Again, an attempt is made, in the argument submitted to us, to apply the rule prescribed by statute for future legal estates, to this trust; and the trustees are supposed to hold one estate for the life of Mrs. Amory, a second for the child surviving the testator, and a third for his or her wife or husband; that since by the statute a remainder limited on three or more lives is void, as to the excess beyond two lives in being at the death of the testator, so in this case the law will preserve the two first trust estates, and avoid *Page 413 the third only. The answer to this suggestion has been anticipated.
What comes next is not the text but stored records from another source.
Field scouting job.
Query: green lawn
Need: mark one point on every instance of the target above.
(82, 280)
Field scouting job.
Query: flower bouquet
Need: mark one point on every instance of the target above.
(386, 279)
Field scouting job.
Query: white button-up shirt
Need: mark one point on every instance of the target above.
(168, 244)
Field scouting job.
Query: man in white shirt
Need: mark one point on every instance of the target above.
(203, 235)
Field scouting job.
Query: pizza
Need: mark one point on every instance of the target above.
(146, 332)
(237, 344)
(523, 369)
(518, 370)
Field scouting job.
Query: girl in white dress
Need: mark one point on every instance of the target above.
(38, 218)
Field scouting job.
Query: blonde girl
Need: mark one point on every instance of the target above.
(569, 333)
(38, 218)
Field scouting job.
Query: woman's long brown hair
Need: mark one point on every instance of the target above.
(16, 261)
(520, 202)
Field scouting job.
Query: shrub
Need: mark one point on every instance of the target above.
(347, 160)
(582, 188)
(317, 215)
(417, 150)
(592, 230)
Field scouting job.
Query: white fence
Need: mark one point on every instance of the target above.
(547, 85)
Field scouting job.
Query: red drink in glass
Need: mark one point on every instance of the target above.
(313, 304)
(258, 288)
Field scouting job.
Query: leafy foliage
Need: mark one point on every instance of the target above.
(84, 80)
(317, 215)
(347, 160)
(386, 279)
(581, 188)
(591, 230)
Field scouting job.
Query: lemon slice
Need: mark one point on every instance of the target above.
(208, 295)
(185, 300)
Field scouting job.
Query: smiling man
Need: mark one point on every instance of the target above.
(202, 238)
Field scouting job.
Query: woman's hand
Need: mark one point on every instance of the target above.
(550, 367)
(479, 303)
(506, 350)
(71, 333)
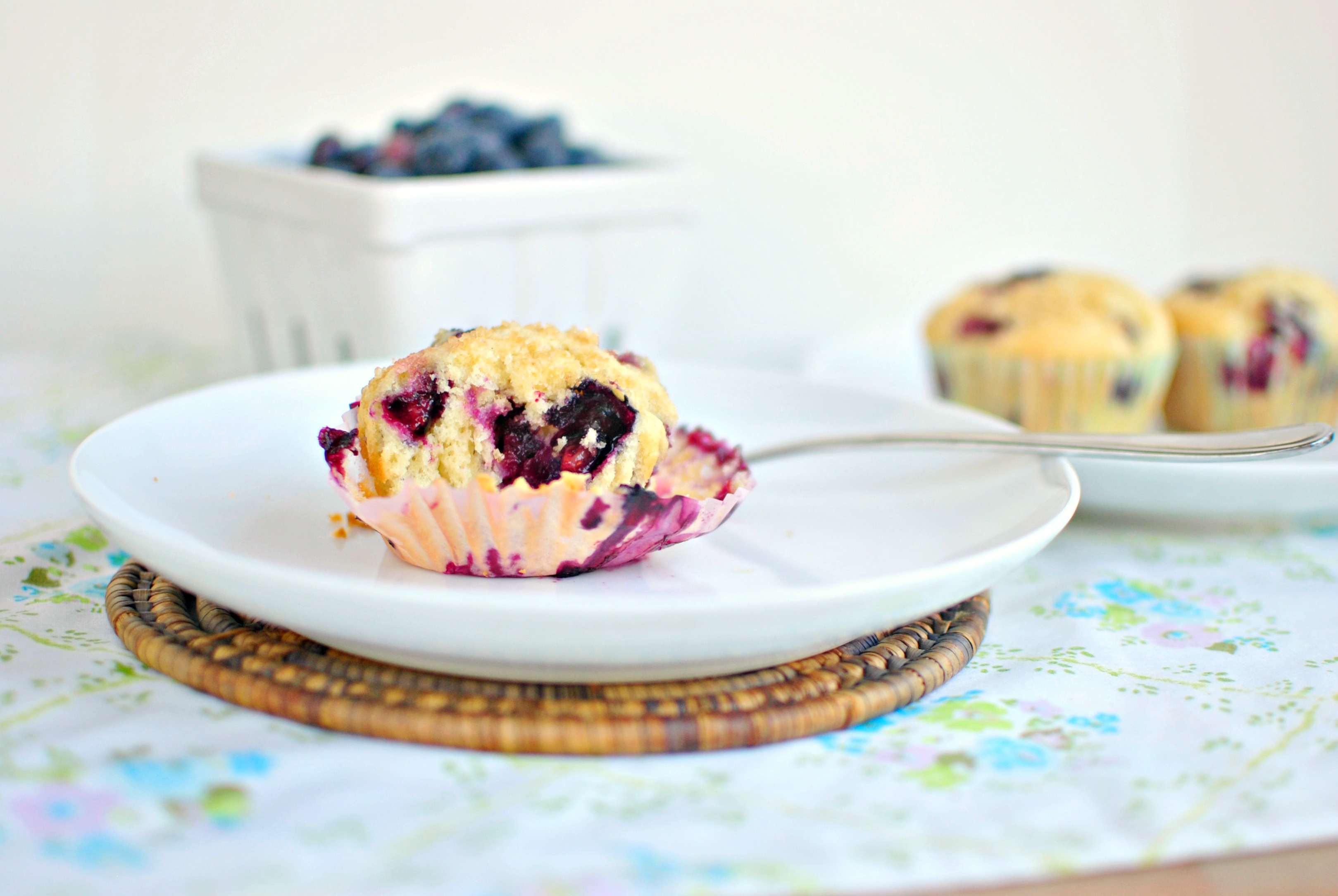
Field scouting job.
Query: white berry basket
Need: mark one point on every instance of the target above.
(323, 265)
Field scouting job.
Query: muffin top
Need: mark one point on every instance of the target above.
(1270, 301)
(513, 403)
(1053, 315)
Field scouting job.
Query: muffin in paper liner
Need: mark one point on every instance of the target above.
(1213, 390)
(1257, 350)
(558, 529)
(1057, 395)
(1056, 351)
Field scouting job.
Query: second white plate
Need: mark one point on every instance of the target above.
(897, 363)
(225, 493)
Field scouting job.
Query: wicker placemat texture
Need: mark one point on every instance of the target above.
(280, 672)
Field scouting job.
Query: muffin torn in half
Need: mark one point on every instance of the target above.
(524, 451)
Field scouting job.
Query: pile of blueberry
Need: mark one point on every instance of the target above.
(461, 138)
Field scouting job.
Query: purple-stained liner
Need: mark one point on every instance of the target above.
(558, 529)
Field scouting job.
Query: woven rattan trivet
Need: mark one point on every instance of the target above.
(280, 672)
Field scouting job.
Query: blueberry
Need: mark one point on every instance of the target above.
(498, 119)
(326, 149)
(541, 143)
(448, 152)
(976, 325)
(360, 158)
(415, 410)
(462, 137)
(491, 153)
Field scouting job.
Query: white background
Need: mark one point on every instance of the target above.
(858, 160)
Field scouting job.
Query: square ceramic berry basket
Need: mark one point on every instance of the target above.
(323, 265)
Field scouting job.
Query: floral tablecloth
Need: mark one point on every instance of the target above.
(1145, 696)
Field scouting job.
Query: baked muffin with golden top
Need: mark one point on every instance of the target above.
(528, 451)
(1055, 352)
(1259, 350)
(516, 403)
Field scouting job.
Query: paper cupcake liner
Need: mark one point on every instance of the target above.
(1212, 391)
(558, 529)
(1057, 396)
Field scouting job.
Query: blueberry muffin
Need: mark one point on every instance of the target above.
(1055, 352)
(514, 403)
(1259, 350)
(526, 451)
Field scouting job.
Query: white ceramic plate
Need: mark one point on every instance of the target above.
(225, 491)
(1290, 487)
(895, 363)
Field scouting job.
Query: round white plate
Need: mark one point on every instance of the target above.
(225, 493)
(895, 362)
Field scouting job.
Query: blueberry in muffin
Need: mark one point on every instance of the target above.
(514, 403)
(1259, 350)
The testator created, or intended to create, a single estate in joint-tenancy, which should vest in the trustees the whole estate in law and equity, for all the purposes of his will. The quality of the estate would have been the same, whether the beneficiary was to receive the profits for two years or two lives. Where the statute clothes the trustees with the entire estate, legal and equitable, there can be no remainder, and where the right of the cestuis que trust is defined and limited to the enforcement of the trust in equity, there is neither necessity nor room for a springing use. In this case the trust is void because it establishes a perpetuity which the law prohibits. The whole estate upon which it was dependent falls with it. The powers bestowed upon the trustees are utterly incompatible with the hypothesis of distinct estates, either in law or equity. The power to make improvements, for example, is a continuing power, and might, for aught we can know, be discreetly exercised as well during the second or third life as the first; and during the time when the widow was to receive all the rents, as when they were to be divided into shares, the number of which was unknown, both at the execution of the will and at the death of the testator.
The judgment of the supreme court should be reversed, but under the circumstances, without costs.